I really wish I had been astute enough to discover the elegance of the theme before it had to be pointed out to me but alas, I was not. My only feeble excuse is that I'm more likely to say the year as "twenty-fourteen", but that's just me - Frank's way is much better and his uncanny ability to take a theme like that and construct a very enjoyable puzzle around it AWES (72d - Blows away) me every time.

I sometimes gripe about some of the non-theme answers in the grid but today I really don't see much to OBJECT TO (41d - Disapprove of); when the ENTIRE (106d - Not partial) grid is a thing of beauty I'm not inclined to pick nits. Oh sure, I needed all the crosswords to produce HEDER (75d - "Napoleon Dynamite" star Jon) but he appeared without the need for a guess on any of the letters so there's no foul there.  There was certainly nothing cringe-producing enough to incur my ODIUM (39d - Hatred), and I'll let it go at that.
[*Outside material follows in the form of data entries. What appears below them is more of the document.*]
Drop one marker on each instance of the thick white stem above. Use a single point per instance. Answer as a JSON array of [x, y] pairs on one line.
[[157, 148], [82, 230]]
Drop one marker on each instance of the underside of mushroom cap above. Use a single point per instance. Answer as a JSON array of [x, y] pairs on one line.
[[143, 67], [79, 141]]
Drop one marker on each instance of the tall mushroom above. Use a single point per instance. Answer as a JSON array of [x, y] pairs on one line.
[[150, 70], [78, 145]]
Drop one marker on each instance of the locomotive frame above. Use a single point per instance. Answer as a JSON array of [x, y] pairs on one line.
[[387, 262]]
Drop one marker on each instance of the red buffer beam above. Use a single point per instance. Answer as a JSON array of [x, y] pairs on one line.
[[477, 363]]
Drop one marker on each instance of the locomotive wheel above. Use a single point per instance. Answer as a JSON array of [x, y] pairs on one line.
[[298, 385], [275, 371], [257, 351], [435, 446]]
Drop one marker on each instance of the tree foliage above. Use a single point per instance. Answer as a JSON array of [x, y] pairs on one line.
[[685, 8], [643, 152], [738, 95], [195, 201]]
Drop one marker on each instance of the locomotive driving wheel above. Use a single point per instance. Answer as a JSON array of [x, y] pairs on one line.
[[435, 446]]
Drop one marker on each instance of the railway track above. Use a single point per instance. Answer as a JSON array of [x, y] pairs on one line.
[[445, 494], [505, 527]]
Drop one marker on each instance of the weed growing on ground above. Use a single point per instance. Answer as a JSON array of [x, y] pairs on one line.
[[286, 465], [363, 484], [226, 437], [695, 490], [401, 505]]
Miscellaneous thoughts upon studying the completed grid:

- I was an Army SGT a very long time ago, but I don't recall ever feeling like a "Mil. bigwig" (111a).

- It took several crosswords to straighten out my misspelling of CHOLESTEROL (74d - Egg yolks are high in it).

- Can Jimmy's one term in office fairly be called the CARTER ERA (13d - Period after Ford's presidency), I wonder?

- STEREO (6d - Audio system) seems like a quaint term in the digital age.

- THAWING (7d - Deicing) is a perfectly good word that means just what it says; it IRKs (48a - Really bug) me when people say "unthawing" instead.

- Another crossword I do regularly always clues ATNO (115a - "...___extra cost!") as the abbreviation of Atomic Number, usually clued in connection with some obscure element - I think it's an attempt to maintain an erudite image.

- Is AOL (78d - ISP of note) still around? I don't recall hearing much about them lately.

- It seems to me that WOOERS' (109d - Romantic hopefuls) try to COAX (94a - Sweet-talk) YESES (76d - Positive RSVPs) so they can become DOERS (103a - Active types).

- Mini-golf theme: "Tim Conway's DORF on Golf" (5d); Beetles and Golfs, briefly are VWS (55d); Links peg is a GOLF TEE (102d), a hit from which is called a STROKE (98d). I don't play golf and I always wondered why anyone would name a car after the game?

It's time to EXIT (89d - Take off) - Happy New Year everyone!